ニキビをくり返している場合は、ニキビケアと並行して行うことも大切です。当院の野田院長が開発した「ベーシックケアAZシリーズ」は、アゼライン酸・ナイアシンアミド・セラミドなど、ニキビ肌に適した成分を配合しています。
詳しくはこちらをご覧ください。
赤みのある肌は紫外線の影響を受けやすくなっています。毎朝の日焼け止めの使用を習慣にしましょう。SPF30以上・低刺激性の製品がとくにおすすめです。
また睡眠不足やストレスは皮脂分泌や炎症を助長し、肌の回復力を低下させる原因になります。脂っこい食事や暴飲暴食、偏った食生活も悪化要因となるため、生活習慣の見直しも意識してみてください。
悪化させるNG行為
ニキビやその炎症後の肌は非常に敏感です。以下のような行為は悪化につながるため避けましょう。
- ニキビを潰すこと:細菌が広がり、真皮まで傷が及ぶ可能性があります。
- 肌をこする・洗いすぎること:刺激によって赤みが悪化します。
- 過度なピーリングやスクラブ洗顔:ターンオーバーを促そうとして、かえって肌への刺激が強くなります。

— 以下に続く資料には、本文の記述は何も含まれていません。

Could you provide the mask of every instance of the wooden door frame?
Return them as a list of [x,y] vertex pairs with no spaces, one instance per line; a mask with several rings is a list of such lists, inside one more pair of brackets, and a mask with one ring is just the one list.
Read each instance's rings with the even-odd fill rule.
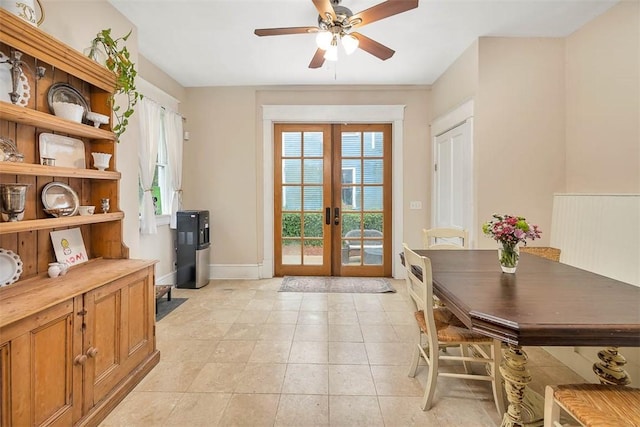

赤みを放置すると紫外線の影響で色素沈着を起こしたり、凹みとして残ってしまうリスクもあります。日々の保湿と紫外線対策はしっかりと続けましょう。
皮膚科に相談するタイミング
保湿やスキンケアをしっかり続けていても、重度のニキビ跡では赤みがなかなか引かないこともあります。時間の経過とともに、赤みが茶色く変化し、平坦だった跡が盛り上がったり凹んだりすることもあります。
肌の炎症を悪化させないためには、ニキビを長引かせず・繰り返させないことが何より大切です。赤ニキビ・黄ニキビなど、炎症が強い状態が続いている場合は、できるだけ早く皮膚科を受診しましょう。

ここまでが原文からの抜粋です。